This repository documents my work and key learnings from the NVIDIA Deep Learning Institute's "Fundamentals of Deep Learning" course. The main project involved building, training, and fine-tuning a Convolutional Neural Network (CNN) to classify images of fruit as either fresh or rotten.
The model was successfully trained to identify 6 distinct categories (e.g., fresh apple, rotten apple, fresh banana, etc.) using a dataset from Kaggle.
This project provided hands-on experience with several core deep learning concepts:
-
Transfer Learning: I used a pre-trained model and initially froze its base layers. This technique leverages powerful, generalized features (like edges, shapes, and colors) learned from the massive ImageNet dataset. By training only the final classification layer (the "head"), we can achieve high accuracy with less data and computational cost.
-
Data Augmentation: To prevent overfitting and create a more robust model, the training data was augmented with random transformations. This process artificially expands the dataset by creating modified versions of the images, teaching the model to generalize better.
-
Model Fine-Tuning: After the initial training, the entire model was "unfrozen," and training continued with a lower learning rate.
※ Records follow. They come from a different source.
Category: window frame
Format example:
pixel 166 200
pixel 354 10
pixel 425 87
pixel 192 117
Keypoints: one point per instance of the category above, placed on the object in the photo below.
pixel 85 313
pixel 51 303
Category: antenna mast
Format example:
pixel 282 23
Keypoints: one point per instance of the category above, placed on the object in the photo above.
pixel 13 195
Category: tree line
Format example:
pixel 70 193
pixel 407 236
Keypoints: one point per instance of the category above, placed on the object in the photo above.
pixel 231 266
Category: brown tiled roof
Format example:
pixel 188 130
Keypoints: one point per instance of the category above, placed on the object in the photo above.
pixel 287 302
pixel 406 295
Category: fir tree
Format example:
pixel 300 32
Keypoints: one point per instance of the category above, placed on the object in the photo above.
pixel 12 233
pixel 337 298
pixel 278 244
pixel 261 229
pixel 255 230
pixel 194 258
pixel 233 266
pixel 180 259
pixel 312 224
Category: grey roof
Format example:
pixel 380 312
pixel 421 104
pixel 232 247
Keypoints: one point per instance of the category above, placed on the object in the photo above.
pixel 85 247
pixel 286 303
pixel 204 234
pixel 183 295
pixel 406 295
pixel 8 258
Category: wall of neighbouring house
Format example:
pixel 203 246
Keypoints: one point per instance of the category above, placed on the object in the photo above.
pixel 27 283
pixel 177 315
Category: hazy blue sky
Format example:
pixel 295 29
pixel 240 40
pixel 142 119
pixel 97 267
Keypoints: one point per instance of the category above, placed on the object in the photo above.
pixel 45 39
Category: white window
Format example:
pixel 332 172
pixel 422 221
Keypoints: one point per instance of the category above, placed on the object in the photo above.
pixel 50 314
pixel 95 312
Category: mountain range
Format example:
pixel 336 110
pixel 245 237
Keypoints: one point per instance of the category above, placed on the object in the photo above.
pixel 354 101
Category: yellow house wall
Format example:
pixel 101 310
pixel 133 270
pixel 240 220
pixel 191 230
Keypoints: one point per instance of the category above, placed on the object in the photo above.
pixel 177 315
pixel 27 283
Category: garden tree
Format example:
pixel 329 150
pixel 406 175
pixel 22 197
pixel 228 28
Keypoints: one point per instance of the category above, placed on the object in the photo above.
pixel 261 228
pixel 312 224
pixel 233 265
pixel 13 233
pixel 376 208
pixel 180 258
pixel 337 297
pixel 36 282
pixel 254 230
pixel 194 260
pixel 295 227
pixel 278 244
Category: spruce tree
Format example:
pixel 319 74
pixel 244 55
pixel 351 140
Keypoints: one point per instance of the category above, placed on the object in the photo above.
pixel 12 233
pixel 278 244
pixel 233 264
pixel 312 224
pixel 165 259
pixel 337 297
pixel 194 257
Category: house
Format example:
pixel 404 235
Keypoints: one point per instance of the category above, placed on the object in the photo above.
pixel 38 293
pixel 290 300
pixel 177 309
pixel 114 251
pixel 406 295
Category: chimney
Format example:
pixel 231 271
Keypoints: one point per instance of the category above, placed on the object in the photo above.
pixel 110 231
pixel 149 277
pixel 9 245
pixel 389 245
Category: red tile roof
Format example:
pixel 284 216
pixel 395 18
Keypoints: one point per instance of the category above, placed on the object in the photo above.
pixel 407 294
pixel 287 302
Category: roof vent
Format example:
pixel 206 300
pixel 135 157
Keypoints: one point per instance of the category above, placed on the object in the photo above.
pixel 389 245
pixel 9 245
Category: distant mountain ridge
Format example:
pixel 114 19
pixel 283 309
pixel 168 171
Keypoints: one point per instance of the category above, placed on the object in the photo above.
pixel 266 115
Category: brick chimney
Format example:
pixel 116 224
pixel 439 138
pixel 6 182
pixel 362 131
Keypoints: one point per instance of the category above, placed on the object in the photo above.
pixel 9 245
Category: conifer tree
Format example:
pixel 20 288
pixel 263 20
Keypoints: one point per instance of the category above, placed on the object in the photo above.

This step fine-tunes the pre-trained layers, allowing them to adapt more specifically to the features of our fruit dataset, which ultimately boosted the model's accuracy.
The following transformations were applied to the training images to diversify the dataset:
random_trans = transforms.Compose([
# Resize all images to a consistent input size
transforms.Resize((IMG_WIDTH, IMG_HEIGHT)),
# Apply random transformations for augmentation
transforms.RandomHorizontalFlip(p=0.5),
transforms.RandomRotation(15),
transforms.ColorJitter(brightness=0.2, contrast=0.2, saturation=0.2),
# Convert image to a tensor and normalize
transforms.ToTensor(),
transforms.Normalize(
mean=[0.485, 0.456, 0.406],
std=[0.229, 0.224, 0.225]
) # Standard ImageNet normalization
])epochs = 10
for epoch in range(epochs):
print('Epoch: {}'.format(epoch))
utils.train(my_model, train_loader, train_N, random_trans, optimizer, loss_function)
utils.validate(my_model, valid_loader, valid_N, loss_function)- Epochs: 10
- Batch Size: 64
The final model performed exceptionally well, surpassing the assessment's requirements.
- Accuracy Required: > 0.92
- Final Model Accuracy: 0.9514